The USD/JPY pair plunged as expected. Now, it has reached a new low of 133.44. Technically, the quotes turned to the downside as the US dollar index dropped while the yen rallied. It was trading at 133.52 at the time of writing. It could approach new lows anytime.
Fundamentally, USD took a hit from the US Advance GDP which reported a -0.9% drop compared to a 0.4% growth expected. Today, the Japanese economic data is mixed. The Retail Sales indicator reported a 1.5% growth versus the forecast figure of 2.8%, the Prelim Industrial Production surged by 8.9% versus 4.3%. The unemployment rate remained steady at 2.6% even if traders expected a potential drop to 2.5%. The Tokyo Core CPI rose by 2.3% exceeding the 2.2% growth forecasted.
Later, the Housing Starts and the Consumer Confidence indicators will be released as well. USD could be saved only by better than expected US figures. Core PCE Price Index, Revised UoM Consumer Sentiment, Personal Spending, Personal Income, and the Chicago PMI could change the sentiment.
USD/JPY Massive Sell-Off
As you can see on the H1 chart, USD/JPY dropped after retesting 135.56. I told you in yesterday's analysis that the pair could extend its sell-off as long as it stays under this level and after sliding below 135.23.
Now, it has stabilized below the descending pitchfork's median line (ml) which represented a downside obstacle. It has ignored the weekly S2 (133.52) signaling a further drop.

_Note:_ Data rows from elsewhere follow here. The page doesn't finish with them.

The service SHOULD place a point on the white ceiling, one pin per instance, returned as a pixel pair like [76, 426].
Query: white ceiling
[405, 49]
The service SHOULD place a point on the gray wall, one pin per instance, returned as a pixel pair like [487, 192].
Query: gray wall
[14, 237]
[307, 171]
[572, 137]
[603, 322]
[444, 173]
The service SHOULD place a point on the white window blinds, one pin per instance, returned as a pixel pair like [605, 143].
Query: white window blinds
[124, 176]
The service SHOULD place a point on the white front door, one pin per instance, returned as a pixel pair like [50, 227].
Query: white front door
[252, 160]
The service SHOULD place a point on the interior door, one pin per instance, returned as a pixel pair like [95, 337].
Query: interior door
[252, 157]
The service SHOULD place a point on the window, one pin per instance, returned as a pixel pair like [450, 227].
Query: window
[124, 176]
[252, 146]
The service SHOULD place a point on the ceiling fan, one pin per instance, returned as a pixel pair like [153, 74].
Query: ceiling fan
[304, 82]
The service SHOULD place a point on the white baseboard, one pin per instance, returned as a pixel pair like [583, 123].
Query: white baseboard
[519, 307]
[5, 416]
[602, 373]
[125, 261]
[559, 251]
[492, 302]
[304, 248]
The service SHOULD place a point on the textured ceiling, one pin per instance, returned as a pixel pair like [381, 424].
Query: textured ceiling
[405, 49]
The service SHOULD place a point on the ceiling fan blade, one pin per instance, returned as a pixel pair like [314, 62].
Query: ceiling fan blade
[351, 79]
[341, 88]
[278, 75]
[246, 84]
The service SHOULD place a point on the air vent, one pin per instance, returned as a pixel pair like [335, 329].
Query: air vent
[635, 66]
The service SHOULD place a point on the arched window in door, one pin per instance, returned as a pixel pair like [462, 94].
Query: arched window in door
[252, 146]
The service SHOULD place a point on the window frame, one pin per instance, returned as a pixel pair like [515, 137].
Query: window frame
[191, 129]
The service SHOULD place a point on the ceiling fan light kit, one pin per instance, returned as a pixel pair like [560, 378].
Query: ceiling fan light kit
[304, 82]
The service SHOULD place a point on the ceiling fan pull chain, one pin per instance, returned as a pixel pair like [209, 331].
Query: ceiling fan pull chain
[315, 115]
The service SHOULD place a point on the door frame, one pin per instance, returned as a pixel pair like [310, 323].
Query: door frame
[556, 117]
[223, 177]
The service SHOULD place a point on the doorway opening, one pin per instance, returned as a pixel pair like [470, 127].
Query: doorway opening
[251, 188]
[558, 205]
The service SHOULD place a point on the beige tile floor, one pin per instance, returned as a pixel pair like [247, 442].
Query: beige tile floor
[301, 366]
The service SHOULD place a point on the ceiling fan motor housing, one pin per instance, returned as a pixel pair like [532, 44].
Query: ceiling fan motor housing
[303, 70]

Failing to stay above the median line (ml) and dropping below the 134.19 level signaled more declines. This was seen as a short opportunity. Now, personally, I'll wait for the price to rebound before trying to go short again. It could come back to test and retest the S2 (133.52) or the median line (ml) before dropping deeper.
A rebound could bring new selling opportunities with a potential downside target at the lower median line (lml). The bias remains bearish as long as it stays under the median line (ml).